Brexit: Judicial independence and the Bill of Rights
The article 50 question should ultimately be decided by the judges of the highest court, not by high-handed newspaper editors, writes Chris Robinson
At the beginning of November three senior judges, sitting as a Divisional Court of the High Court, made a ruling in R (Miller) v Secretary of State for Exiting the European Union  EWHC 2768 (Admin). The Lord Chief Justice, Lord Thomas, the Master of the Rolls, Sir Terence Etherton, and Lord Justice Sales unanimously ruled that parliament – rather than the prime minister by use of prerogative powers – would need to trigger article 50 in order to begin the UK’s exit process from the European Union.
The instant reaction from three leading British newspapers was to give the judges a front-page roasting in the form of blazing angry headlines: ‘Enemies of the People’ thundered the Daily Mail, ‘The judges versus the people’ declared the Daily Telegraph, and ‘Who Do You Think EU Are?’ asked the Sun.
Such attacks on senior judges serve to exacerbate what is an already turbulent period in our political history. Unprecedented in modern times, they have left many lawyers in shock at the degree of vilification over a judgment which was all about proper process and not about party politics. Our unwritten constitution allows for a fully independent judiciary and the rule of law for very good reasons. We forget them at our peril.

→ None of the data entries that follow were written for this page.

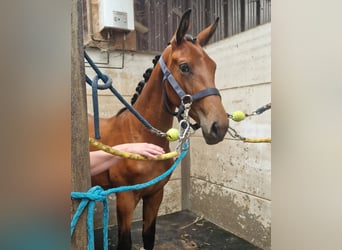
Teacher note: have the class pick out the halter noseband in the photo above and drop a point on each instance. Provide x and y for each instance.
(181, 93)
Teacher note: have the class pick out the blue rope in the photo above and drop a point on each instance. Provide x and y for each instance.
(108, 85)
(96, 193)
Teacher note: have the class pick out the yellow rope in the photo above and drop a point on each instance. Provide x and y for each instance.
(256, 140)
(127, 155)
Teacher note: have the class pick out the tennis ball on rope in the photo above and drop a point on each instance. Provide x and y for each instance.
(238, 116)
(172, 134)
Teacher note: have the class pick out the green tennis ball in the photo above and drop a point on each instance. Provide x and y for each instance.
(172, 134)
(238, 116)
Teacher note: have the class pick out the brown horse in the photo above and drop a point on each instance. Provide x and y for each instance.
(189, 66)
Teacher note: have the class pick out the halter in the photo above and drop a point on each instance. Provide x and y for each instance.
(186, 99)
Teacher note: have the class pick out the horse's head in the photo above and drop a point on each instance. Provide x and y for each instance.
(189, 74)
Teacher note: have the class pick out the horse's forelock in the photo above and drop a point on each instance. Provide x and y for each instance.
(142, 83)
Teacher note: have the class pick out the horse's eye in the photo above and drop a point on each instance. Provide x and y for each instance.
(184, 67)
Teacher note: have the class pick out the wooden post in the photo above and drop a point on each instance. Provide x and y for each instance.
(80, 166)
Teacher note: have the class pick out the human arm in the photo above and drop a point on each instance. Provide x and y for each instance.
(101, 161)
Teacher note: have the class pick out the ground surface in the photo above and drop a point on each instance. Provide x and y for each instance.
(181, 230)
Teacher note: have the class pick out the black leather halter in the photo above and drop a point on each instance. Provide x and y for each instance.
(185, 98)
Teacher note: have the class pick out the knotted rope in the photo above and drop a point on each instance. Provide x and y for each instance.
(96, 193)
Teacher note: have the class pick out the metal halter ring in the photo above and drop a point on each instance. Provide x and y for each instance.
(184, 97)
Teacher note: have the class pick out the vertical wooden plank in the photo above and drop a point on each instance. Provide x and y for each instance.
(80, 170)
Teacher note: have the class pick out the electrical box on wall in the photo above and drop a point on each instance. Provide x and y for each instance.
(116, 14)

As Robert Bourns, the president of The Law Society, put it, ‘Attacks on the judges simply because they were doing their jobs, do our country no credit… It is part of the role of lawyers to defend unpopular causes and there has been an increasing narrative in recent months that seeks to conflate the jobs solicitors and barristers do with the causes they represent as part of our system of justice. The extension of this to disparaging and criticising judges is dangerous and damaging.’
Trying to exert political pressure on judges, or even worse, endeavouring to intimidate them, should be totally unacceptable in a civilised society. But what did the court actually decide? Contrary to what the headlines might suggest, their judgment had nothing to do with the referendum and whether or not it is binding: indeed, the government did not even attempt to argue that the referendum provided legal authority for giving the article 50 notice. The case turned on whether giving such notice effectively changes the law enacted by parliament.
The government has already accepted that the notice automatically brings about the end of UK membership and is irrevocable. The court found that this changes the legal rights of UK citizens, and any Brexit agreement with the EU would also have legal effects inside the UK.
The authority of government to make (and unmake) treaties is part of the royal prerogative, the executive powers exercised by ministers, but ministers unambiguously do not have the power to change or override the law as enacted by parliament, unless authorised by parliament. One commentator criticised the judges’ reliance on ‘a 17th-century statute’. The statute in question is the Bill of Rights, the English constitutional settlement of 1689, which is as close as we get to a written protection of freedoms in English law. The Bill says: ‘The pretended Power of Suspending of Laws or the Execution of Laws by Regall Authority without Consent of Parlyament is illegall… the pretended Power of Dispensing with Laws or the Execution of Laws by Regall Authoritie… is illegall.’
What the three judges decided – and the point on which an appeal to the Supreme Court might succeed – is that the simple act of giving an article 50 notice has a legal effect that will amount to repealing or suspending the European Communities Act 1972, wholly or partially. Under our unwritten constitution, including the Bill of Rights, that needs an act of parliament.
Everyone would accept that the process of untangling UK laws from the EU will need at least one enabling act of parliament. The debatable point, now going to the Supreme Court, is whether it must be done now, at the beginning of the process. Does the article 50 notice, in and of itself, change domestic laws made by parliament, or does it, like many treaties, change international obligations in ways that need UK legislation to implement them, which comes later? Can ministers create a domestic legal mess by changing treaties at international level, which can be resolved by parliament later?
These questions should ultimately be decided by the judges of the highest court, not by the high-handed editors of the Daily Mail, the Daily Telegraph, and the Sun.